Rails developers who want to leverage the speed and power of Rackspace Cloud Files are in luck – there are several different options to choose from. In this blog post, I will take a quick tour through three of the most popular Rails gems/plugins for cloud asset storage: attachment_fu, paperclip, and carrierwave.
Before I begin, why would you want to store assets in the cloud? First, you get the benefit of massively expandable storage. You don’t need to worry about adding another disk drive to your RAID or LVM pools, you just keep uploading and let the cloud provider worry about the disks. Second, you can gain the speed of a Content Distribution Network (CDN), such as Rackspace’s partner Limelight. This allows your users to get data faster, as the CDN routes their requests to network nodes located closer to the end user. Finally, you’re decoupling dynamic data (uploaded files) from static data (your application code), which will allow you to more easily scale your application servers based on server snapshots. That comes in handy when scaling out server images on Cloud Servers.
With that in mind, here’s a quick look at the big three plugins. For each of them, I have also provided links to the source code on github, as well as a small sample Rails application demonstrating how to use them. All of these utilities rely on the cloudfiles gem (source). (As an aside, that gem is due for some refactoring, so if anyone wants to help out with that project, feel free to drop me an email.)
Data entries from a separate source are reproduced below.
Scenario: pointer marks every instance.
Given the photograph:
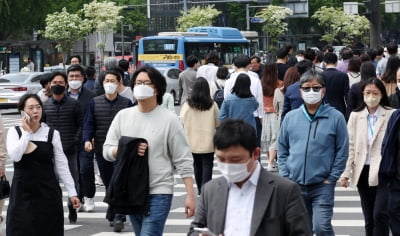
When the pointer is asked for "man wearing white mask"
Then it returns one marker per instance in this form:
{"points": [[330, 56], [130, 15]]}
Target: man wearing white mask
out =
{"points": [[76, 76], [100, 113], [168, 150], [247, 197], [313, 147]]}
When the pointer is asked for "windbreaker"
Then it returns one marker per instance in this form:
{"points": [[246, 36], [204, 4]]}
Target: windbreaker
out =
{"points": [[312, 150]]}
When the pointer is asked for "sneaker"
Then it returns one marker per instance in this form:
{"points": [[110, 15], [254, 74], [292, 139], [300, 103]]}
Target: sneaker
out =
{"points": [[118, 225], [272, 168], [88, 204]]}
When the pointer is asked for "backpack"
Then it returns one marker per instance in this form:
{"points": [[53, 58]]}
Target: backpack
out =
{"points": [[219, 95]]}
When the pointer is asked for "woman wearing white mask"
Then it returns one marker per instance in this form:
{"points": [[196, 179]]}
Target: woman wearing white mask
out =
{"points": [[394, 99], [366, 126], [168, 150], [100, 113]]}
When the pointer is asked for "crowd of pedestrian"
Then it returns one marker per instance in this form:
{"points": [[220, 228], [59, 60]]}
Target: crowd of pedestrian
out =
{"points": [[319, 119]]}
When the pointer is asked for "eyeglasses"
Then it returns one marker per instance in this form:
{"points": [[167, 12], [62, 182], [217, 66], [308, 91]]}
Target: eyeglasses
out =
{"points": [[147, 82], [315, 89]]}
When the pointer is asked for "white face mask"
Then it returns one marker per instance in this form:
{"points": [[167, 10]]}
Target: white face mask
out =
{"points": [[372, 101], [234, 172], [311, 97], [75, 84], [109, 88], [142, 91]]}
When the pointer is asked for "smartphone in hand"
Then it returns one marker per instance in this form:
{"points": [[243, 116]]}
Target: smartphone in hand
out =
{"points": [[205, 231], [24, 114]]}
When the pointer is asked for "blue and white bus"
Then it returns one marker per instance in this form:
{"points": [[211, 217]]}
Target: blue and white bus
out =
{"points": [[169, 49]]}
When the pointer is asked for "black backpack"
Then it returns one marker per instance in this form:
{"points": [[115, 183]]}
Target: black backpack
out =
{"points": [[219, 95]]}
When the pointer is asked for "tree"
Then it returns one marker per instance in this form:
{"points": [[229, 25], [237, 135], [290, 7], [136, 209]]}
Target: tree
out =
{"points": [[65, 29], [341, 27], [197, 16], [275, 21], [103, 18]]}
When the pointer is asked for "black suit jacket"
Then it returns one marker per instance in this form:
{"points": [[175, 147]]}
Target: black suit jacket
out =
{"points": [[278, 208], [337, 89]]}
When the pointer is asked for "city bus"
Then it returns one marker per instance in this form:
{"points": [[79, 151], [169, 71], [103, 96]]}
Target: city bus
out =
{"points": [[169, 49]]}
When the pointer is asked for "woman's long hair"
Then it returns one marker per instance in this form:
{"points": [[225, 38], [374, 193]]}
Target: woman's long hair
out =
{"points": [[391, 69], [242, 86], [200, 98], [269, 81], [291, 76], [379, 84]]}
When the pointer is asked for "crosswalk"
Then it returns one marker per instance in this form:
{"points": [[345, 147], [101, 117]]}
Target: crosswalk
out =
{"points": [[347, 219]]}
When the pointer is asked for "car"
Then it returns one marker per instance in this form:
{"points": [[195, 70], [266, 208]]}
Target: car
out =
{"points": [[171, 75], [14, 85]]}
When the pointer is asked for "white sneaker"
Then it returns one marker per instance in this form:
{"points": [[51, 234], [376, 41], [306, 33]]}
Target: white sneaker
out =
{"points": [[272, 168], [88, 204]]}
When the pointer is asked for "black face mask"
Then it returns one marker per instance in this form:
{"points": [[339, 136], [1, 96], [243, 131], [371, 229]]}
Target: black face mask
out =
{"points": [[57, 89]]}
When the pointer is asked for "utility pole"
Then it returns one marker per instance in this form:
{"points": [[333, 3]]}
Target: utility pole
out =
{"points": [[374, 16]]}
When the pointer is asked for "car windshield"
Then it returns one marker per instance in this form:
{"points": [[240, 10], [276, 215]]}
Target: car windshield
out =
{"points": [[14, 78]]}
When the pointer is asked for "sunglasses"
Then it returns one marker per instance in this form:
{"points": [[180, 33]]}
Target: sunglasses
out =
{"points": [[308, 89]]}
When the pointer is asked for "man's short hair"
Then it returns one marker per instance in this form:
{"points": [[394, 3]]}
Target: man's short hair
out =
{"points": [[241, 61], [346, 53], [281, 53], [235, 132], [191, 60], [156, 78], [303, 66], [392, 48], [309, 54], [90, 72], [123, 64], [330, 58], [258, 59], [312, 74]]}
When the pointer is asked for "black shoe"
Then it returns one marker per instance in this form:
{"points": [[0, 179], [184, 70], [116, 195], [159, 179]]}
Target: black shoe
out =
{"points": [[118, 225], [72, 216]]}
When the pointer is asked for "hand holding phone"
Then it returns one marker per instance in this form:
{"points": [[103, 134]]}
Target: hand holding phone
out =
{"points": [[27, 117], [205, 231]]}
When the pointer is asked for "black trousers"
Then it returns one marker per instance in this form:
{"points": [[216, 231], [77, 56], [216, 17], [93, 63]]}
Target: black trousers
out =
{"points": [[203, 164], [374, 204]]}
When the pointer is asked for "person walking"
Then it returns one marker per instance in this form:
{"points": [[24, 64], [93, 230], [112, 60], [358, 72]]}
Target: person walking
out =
{"points": [[366, 126], [167, 149], [241, 103], [199, 115], [36, 206]]}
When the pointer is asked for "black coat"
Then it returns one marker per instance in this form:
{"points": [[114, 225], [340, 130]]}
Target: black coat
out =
{"points": [[128, 191]]}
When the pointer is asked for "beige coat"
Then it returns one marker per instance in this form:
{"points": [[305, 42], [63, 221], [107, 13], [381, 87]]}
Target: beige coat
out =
{"points": [[200, 127], [357, 127]]}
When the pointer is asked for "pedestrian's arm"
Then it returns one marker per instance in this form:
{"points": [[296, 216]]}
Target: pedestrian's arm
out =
{"points": [[342, 150], [283, 149]]}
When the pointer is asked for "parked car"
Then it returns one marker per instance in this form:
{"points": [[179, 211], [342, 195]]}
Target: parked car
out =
{"points": [[172, 77], [14, 85]]}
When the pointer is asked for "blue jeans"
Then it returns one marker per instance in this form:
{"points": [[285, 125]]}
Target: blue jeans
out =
{"points": [[153, 224], [319, 201]]}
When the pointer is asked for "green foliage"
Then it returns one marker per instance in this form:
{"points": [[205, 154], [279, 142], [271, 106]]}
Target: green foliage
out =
{"points": [[341, 27], [275, 20], [65, 28], [197, 16]]}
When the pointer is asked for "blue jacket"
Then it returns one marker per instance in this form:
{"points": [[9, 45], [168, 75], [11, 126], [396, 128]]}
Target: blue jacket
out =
{"points": [[235, 107], [313, 150], [389, 150]]}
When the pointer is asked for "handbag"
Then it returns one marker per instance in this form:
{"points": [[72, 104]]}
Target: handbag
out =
{"points": [[4, 187]]}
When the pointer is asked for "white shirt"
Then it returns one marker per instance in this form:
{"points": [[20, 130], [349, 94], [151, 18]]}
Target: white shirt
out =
{"points": [[255, 88], [209, 72], [239, 210], [16, 147]]}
attachment_fu was one of the first solid file attachment plugins for Rails, with first commits happening back in December 2006. Mike Clark blogged about it in early 2007, and it was included as an example in the Advanced Rails Recipes book. It was created as the successor to the earlier acts_as_attachment plugin. Uploaded files can be stored to the filesystem, database, Rackspace Cloud Files, or Amazon S3.
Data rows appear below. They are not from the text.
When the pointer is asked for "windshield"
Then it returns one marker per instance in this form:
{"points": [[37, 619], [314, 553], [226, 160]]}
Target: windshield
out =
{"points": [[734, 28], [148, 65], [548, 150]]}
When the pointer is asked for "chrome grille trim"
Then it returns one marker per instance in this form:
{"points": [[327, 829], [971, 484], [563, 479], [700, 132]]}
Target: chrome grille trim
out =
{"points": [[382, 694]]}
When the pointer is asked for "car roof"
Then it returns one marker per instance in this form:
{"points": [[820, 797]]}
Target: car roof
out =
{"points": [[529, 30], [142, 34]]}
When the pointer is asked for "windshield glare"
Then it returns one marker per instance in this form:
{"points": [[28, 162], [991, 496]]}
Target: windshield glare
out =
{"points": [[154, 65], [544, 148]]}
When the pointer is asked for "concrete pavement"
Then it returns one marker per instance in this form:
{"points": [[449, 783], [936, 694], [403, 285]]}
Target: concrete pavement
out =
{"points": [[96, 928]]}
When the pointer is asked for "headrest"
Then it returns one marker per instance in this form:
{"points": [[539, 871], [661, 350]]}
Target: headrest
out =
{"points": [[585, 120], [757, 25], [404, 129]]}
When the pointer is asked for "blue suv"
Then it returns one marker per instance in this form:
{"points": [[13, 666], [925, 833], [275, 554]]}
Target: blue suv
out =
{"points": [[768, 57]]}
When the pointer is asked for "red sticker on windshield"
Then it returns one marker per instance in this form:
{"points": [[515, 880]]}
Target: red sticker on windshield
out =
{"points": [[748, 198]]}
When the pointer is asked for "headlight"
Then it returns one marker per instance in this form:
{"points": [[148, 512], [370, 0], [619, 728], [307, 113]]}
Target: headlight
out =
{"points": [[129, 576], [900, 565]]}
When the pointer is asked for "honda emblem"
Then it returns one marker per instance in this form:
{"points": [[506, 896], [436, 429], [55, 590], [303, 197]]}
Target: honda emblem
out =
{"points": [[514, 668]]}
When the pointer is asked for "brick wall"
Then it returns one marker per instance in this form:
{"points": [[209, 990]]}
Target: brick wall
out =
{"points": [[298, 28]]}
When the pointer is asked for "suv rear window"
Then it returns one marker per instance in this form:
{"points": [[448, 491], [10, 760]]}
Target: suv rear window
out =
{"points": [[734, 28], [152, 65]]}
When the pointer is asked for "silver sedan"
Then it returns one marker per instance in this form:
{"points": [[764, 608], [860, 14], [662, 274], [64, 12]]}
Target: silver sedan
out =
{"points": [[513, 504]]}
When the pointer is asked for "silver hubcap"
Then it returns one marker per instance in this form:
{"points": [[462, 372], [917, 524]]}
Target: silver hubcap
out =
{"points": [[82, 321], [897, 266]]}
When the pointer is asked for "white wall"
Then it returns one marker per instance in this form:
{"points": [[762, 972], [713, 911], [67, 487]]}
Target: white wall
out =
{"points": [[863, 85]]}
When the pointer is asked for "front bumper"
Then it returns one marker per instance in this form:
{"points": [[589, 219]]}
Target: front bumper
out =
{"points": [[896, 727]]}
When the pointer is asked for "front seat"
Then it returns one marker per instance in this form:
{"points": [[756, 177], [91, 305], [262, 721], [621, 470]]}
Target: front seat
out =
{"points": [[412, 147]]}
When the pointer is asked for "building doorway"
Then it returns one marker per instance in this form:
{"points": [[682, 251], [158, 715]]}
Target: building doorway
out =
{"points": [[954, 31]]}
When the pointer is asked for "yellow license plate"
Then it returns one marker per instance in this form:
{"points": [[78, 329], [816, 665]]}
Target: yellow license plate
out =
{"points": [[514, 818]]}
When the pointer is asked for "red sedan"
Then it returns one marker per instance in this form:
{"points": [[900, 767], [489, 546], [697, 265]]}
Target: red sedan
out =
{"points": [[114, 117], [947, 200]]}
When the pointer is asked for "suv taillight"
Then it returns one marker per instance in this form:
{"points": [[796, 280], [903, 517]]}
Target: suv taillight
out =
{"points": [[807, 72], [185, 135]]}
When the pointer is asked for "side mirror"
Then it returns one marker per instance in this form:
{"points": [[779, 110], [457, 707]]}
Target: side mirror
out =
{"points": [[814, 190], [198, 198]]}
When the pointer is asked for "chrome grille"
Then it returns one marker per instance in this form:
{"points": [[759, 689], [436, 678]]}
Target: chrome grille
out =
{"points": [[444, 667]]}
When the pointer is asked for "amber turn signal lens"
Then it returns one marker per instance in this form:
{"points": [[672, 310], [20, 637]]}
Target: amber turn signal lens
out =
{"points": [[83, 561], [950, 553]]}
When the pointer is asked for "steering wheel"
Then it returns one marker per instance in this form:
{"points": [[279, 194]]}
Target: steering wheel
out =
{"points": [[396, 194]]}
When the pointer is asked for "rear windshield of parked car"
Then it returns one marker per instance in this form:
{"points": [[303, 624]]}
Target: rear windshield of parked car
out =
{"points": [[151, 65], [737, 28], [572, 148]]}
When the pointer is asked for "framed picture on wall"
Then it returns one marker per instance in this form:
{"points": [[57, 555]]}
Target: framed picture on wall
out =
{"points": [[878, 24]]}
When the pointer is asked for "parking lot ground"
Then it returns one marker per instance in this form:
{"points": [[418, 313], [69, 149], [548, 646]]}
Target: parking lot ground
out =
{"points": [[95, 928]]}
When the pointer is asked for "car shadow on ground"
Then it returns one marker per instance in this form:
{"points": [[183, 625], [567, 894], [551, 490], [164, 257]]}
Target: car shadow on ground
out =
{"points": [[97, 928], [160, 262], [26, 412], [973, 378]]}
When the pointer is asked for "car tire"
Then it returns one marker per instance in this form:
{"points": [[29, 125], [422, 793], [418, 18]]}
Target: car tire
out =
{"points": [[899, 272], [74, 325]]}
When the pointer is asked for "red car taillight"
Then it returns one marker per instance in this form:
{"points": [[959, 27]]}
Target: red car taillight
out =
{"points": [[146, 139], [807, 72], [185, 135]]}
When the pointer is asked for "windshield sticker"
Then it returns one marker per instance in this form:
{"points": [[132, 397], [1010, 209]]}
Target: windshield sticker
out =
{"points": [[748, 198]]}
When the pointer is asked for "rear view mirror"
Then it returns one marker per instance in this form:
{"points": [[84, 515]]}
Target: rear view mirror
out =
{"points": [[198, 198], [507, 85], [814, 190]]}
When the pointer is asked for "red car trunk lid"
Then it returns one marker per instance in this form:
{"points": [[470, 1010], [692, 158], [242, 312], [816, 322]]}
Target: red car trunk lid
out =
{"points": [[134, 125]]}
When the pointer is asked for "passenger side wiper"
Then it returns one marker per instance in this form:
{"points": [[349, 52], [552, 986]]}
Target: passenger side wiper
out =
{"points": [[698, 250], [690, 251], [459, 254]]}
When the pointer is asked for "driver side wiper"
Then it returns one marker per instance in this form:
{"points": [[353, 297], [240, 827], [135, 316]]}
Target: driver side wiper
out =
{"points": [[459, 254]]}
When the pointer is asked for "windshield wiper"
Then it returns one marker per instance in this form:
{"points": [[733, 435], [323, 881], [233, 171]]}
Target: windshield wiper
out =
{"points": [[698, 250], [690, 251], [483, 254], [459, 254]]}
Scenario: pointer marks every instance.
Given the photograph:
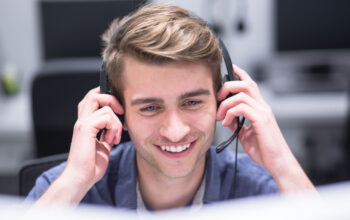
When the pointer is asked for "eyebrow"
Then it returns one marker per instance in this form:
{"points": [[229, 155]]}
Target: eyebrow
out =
{"points": [[198, 92]]}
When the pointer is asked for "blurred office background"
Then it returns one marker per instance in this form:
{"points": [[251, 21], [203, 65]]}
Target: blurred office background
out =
{"points": [[297, 51]]}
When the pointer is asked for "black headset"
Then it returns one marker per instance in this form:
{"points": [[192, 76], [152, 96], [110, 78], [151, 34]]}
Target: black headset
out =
{"points": [[105, 86]]}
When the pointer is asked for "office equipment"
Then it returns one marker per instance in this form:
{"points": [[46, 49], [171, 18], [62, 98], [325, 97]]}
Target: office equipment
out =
{"points": [[311, 45], [73, 28]]}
In attachment_fu, the uploaded file is stored as a discrete model in and of itself. So for a User with an uploaded Photo, I’ve found it easier to put the user data in the User model, and join that with a Photo model that just handles the uploaded file. I haven’t had much luck adding extra data to the attachment model. Additionally, due to the way the metadata on the object is stored in the database, one model cannot represent multiple types of uploaded files (so the same model can’t handle both a Photo and an Avatar).
attachment_fu can work with a wide variety of image processors, including RMagick, ImageScience, Mini-Magick, GD2, and even CoreImage on the Mac. The attachment_fu README also gives examples of how to use it in scripting, which is handy if you need to bulk-add data, or migrate from a different file upload system. The README is also very thorough documenting the various options to the has_attachment definition, as well as the database tables.
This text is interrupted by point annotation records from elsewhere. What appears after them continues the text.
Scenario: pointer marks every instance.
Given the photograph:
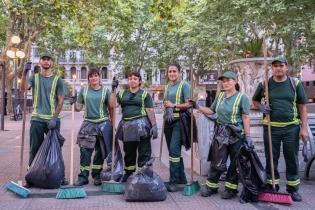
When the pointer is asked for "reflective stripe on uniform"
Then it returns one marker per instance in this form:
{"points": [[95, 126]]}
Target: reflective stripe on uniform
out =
{"points": [[219, 101], [85, 168], [174, 159], [130, 168], [212, 185], [51, 98], [235, 108], [294, 183], [269, 181], [98, 167], [230, 185]]}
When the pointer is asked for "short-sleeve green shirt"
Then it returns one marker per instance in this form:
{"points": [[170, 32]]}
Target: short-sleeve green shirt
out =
{"points": [[43, 106], [283, 100], [95, 102], [231, 109], [134, 104], [177, 97]]}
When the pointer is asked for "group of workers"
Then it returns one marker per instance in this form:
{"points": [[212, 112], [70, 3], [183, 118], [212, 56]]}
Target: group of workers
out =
{"points": [[138, 125]]}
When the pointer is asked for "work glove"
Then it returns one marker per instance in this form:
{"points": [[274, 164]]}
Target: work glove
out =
{"points": [[27, 67], [266, 109], [115, 84], [169, 115], [249, 141], [52, 123], [154, 131], [194, 104], [73, 99]]}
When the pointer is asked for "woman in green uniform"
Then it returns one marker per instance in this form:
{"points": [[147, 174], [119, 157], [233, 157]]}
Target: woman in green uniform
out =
{"points": [[232, 126], [137, 126], [96, 130], [176, 99]]}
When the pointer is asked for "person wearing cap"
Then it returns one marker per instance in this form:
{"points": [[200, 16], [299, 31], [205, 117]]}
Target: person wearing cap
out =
{"points": [[48, 97], [288, 116], [96, 130], [176, 99], [137, 126], [232, 110]]}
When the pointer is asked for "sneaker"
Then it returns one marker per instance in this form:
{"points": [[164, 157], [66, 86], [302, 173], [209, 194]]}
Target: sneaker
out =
{"points": [[296, 196], [64, 182], [97, 182], [171, 187], [80, 182], [228, 194], [125, 177], [207, 191]]}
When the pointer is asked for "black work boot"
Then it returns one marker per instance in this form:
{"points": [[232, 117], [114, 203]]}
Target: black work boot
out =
{"points": [[207, 191], [228, 194], [296, 196]]}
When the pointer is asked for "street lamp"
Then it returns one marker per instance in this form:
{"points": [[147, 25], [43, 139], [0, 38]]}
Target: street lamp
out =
{"points": [[15, 54]]}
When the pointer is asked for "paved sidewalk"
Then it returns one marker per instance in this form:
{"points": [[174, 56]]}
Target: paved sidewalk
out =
{"points": [[45, 199]]}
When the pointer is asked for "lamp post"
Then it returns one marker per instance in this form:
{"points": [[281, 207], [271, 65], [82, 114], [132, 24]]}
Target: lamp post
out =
{"points": [[15, 54]]}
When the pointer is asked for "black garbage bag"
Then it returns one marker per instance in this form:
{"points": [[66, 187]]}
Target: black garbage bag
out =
{"points": [[251, 173], [145, 185], [47, 168]]}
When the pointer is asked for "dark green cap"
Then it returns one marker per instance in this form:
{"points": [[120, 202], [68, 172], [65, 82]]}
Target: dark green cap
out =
{"points": [[228, 74], [46, 55], [280, 58]]}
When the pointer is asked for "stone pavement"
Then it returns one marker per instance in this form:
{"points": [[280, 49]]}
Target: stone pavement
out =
{"points": [[45, 199]]}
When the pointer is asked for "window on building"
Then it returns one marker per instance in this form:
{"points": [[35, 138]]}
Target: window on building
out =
{"points": [[104, 72], [73, 72], [83, 73]]}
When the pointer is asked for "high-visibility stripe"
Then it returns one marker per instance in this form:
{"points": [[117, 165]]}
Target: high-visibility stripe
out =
{"points": [[130, 168], [219, 101], [294, 183], [51, 98], [235, 108], [277, 181], [97, 167], [230, 185], [211, 184], [174, 159], [85, 168]]}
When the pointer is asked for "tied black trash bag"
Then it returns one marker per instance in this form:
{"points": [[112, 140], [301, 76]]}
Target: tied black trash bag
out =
{"points": [[145, 185], [251, 173], [47, 168]]}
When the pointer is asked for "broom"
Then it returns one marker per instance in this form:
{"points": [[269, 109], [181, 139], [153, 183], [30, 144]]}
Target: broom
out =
{"points": [[273, 196], [12, 186], [112, 186], [193, 186], [68, 192]]}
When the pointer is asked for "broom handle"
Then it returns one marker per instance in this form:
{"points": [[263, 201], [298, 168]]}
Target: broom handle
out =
{"points": [[268, 116], [72, 137], [113, 138], [191, 119], [161, 143], [23, 131]]}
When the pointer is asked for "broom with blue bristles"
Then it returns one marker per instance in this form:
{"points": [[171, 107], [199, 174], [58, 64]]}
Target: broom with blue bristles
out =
{"points": [[112, 186], [69, 192], [17, 188]]}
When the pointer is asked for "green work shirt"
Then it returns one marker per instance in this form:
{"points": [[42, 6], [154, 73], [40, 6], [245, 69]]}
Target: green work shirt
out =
{"points": [[231, 109], [177, 93], [95, 102], [283, 100], [44, 97], [133, 105]]}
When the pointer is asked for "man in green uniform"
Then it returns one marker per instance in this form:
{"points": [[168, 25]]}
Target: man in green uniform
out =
{"points": [[288, 116], [48, 96]]}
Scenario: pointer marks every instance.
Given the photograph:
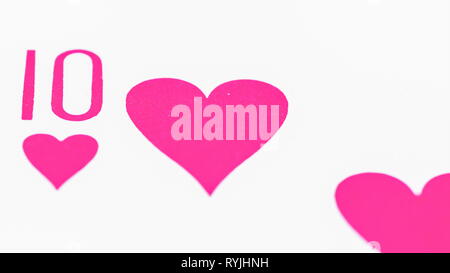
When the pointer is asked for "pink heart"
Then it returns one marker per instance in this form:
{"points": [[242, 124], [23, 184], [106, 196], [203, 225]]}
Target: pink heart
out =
{"points": [[385, 211], [149, 105], [59, 160]]}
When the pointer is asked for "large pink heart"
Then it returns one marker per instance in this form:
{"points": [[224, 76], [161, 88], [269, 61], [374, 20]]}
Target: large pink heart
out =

(Cloud Files support in paperclip-cloudfiles)
Paperclip is likely the most popular file upload plugin today, with over 2,000 watchers on github and over 300 forks. Part of the great suite of Thoughtbot software (including clearance, hoptoad, factory_girl, shoulda, and more), it allows an easier integration of uploaded files with existing models. You don’t need to dedicate an entire new model to your uploaded files, instead you just add a few new database fields to the model (representing filename, content type, size, and update date), and you can also have multiple files attached to a given model.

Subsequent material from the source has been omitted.